火の消えた竈戸の口には鉄鍋が据えられており、中にはこの地方ではよく見かけるという豆鼓炒めが入っている。白狐さんが夕餉に作っておいてくれたものだ。
別の鍋には乾燥昆布の汁物があった。蓋を開ければ、湯気とともに出汁のいい香りが漂う。温め直す必要はなさそうだった。そのまま木椀に盛る。
天井から釣り下がっていた白飯の笊を下ろし、皿を用意し、俺はその場で夜食にありつくことにする。疲労のあまり空腹も忘れていたらしい。時間が経ってやや油っこくなった豆鼓炒めを一口運べば、思い出したかのように猛然と食欲が湧き出てくる。
青菜や生姜と油炒めにされた豆鼓は独特の塩辛さがあり、それがまた胃を刺激した。無言で白米を貪り、汁物を啜る。汁はほんの少し煮込まれた豚の赤身がいい味を出し、さっぱりとした風味だ。身体が温まる。
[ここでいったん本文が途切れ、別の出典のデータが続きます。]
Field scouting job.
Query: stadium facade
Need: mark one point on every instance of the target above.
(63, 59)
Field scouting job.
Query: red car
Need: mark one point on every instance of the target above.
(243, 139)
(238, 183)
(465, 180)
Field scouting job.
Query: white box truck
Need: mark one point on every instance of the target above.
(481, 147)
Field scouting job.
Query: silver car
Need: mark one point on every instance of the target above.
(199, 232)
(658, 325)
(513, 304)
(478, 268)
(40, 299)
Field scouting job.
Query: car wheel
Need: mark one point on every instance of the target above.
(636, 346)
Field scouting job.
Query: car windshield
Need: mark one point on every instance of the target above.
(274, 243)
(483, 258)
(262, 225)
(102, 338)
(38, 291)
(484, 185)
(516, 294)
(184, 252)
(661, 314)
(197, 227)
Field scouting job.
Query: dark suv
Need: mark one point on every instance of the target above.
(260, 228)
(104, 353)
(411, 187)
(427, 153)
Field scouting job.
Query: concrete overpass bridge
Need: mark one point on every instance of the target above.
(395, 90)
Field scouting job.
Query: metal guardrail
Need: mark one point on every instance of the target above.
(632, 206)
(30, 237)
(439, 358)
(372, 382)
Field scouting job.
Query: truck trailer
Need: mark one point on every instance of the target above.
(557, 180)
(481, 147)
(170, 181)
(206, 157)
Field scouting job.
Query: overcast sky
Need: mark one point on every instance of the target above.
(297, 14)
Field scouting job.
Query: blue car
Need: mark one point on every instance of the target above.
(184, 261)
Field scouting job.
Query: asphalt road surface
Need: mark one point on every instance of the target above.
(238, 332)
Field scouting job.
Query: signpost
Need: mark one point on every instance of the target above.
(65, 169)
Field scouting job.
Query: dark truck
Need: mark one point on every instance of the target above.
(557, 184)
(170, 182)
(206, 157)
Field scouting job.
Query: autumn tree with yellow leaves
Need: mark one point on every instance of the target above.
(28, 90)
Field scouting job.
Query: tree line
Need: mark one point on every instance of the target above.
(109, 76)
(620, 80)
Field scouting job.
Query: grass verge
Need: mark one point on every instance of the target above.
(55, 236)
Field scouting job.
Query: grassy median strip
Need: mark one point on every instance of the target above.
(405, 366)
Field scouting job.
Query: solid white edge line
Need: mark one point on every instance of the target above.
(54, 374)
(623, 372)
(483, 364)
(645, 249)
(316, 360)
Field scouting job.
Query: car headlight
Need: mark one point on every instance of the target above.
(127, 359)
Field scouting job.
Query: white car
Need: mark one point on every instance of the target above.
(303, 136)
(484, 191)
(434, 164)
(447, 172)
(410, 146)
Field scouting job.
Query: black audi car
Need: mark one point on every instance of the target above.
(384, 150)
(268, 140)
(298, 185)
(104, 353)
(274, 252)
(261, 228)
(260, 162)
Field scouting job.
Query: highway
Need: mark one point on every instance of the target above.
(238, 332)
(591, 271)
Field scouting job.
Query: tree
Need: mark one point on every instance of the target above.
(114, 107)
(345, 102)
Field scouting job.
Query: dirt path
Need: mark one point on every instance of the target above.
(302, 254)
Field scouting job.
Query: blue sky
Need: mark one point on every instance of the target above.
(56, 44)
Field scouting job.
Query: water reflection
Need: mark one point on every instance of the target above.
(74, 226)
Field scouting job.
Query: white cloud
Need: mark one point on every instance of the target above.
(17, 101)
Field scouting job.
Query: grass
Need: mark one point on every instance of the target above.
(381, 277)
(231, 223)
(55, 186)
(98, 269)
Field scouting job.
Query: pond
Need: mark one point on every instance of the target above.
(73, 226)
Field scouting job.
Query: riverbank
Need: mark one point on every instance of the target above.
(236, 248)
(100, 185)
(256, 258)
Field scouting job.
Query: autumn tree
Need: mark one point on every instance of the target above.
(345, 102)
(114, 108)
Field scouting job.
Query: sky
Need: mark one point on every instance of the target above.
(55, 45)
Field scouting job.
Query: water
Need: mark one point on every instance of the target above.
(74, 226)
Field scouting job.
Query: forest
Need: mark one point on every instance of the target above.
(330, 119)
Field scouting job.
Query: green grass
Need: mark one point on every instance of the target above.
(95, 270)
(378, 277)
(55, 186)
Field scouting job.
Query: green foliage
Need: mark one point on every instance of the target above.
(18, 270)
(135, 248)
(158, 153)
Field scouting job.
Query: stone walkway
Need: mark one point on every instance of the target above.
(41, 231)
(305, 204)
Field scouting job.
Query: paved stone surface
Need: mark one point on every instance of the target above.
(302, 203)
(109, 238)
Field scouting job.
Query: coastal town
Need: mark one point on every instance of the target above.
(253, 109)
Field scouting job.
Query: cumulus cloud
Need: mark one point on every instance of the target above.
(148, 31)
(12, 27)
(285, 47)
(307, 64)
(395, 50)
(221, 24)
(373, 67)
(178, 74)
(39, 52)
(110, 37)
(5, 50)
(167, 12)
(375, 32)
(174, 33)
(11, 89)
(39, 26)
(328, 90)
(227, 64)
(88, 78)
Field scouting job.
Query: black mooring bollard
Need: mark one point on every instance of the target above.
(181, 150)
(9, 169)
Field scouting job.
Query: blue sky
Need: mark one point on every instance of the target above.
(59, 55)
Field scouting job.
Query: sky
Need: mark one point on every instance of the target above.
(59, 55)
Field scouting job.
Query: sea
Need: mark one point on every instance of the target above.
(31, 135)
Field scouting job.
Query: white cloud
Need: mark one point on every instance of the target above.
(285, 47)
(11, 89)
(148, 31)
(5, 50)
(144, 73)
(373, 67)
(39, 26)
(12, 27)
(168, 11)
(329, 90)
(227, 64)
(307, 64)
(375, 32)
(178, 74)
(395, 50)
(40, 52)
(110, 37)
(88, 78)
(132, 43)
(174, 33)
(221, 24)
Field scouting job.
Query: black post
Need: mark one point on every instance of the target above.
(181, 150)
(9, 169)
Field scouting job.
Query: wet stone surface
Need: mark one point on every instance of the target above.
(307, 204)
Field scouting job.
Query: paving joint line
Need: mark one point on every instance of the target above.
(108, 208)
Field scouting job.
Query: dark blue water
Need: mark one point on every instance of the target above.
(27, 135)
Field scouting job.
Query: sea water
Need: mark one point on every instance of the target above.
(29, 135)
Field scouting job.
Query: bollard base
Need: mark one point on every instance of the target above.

ただ目の前の飯を一心に口に運んでいた俺は失念していた。いや、考えなかったという方が正しい。何故、俺の分の食事が温められていたのか。
──例えばそれは俺が来るタイミングに合わせて妹が鍋に火に掛けておいたのだとか、そういった発想が決定的に欠落していたのである。先程光が正面からやって来た理由を少し考えれば少しは分かりそうではあったのだが。
腹を満たすことだけを考えた夜食をあっという間に平らげ、空になった食器を片付けた俺は、徐々に睡魔に襲われた。腹が一杯になり、安堵したのだろう。そろそろ休んだ方がいいかもしれない。
二、三度欠伸を繰り返し、ずるずると這い出るよう居間に向かう。雨戸の閉められた陰気な部屋の中、手元にと灯した行灯の明かりが滲んで見えた。
誰もいない広い居間はしんと静まり返っている。油の上で小さな火が震える音が聞こえる程に、静かだ。
「皓輝くん」
思わずはっと声が出た。驚いたというより、ひやりとしたと言った方が正しい。不意に仄暗い居間に現れた白狐さんは、その肌の白さや面立ちの細さから、幽霊と見紛う儚さを纏っていた。
「翔は……」思わず反射的にそう口をついたのは、彼の表情から何となく嫌なものを感じ取ったためだ。
「もう、大丈夫です」
それはどことなく、希望的観測の混じった響きだった。大丈夫だといいんですけど。そんな彼の心の声が聞こえるようだ。
「様子見をします」白狐さんは居住まいを正す。「確かに随分スコノスの気配が強まっているようですが、それがどの程度のものなのか正直僕には分かりません。明日にはけろっとしているかも」
そうだといいですね。俺は心から同意する。世捨て人の主はややまつ毛を伏せた。感心するほどひとつひとつの所作が思わせぶりな人だ。「皓輝くんも、もう床についてください。今日は本当に大変でしたね」
俺はどうにか首肯した。頷くという作業すら億劫だ。翔の容態など気になることは多かったが、とにかく既に夢の世界に片足を突っ込んでいる俺は一刻も早く布団に倒れ込みたかった。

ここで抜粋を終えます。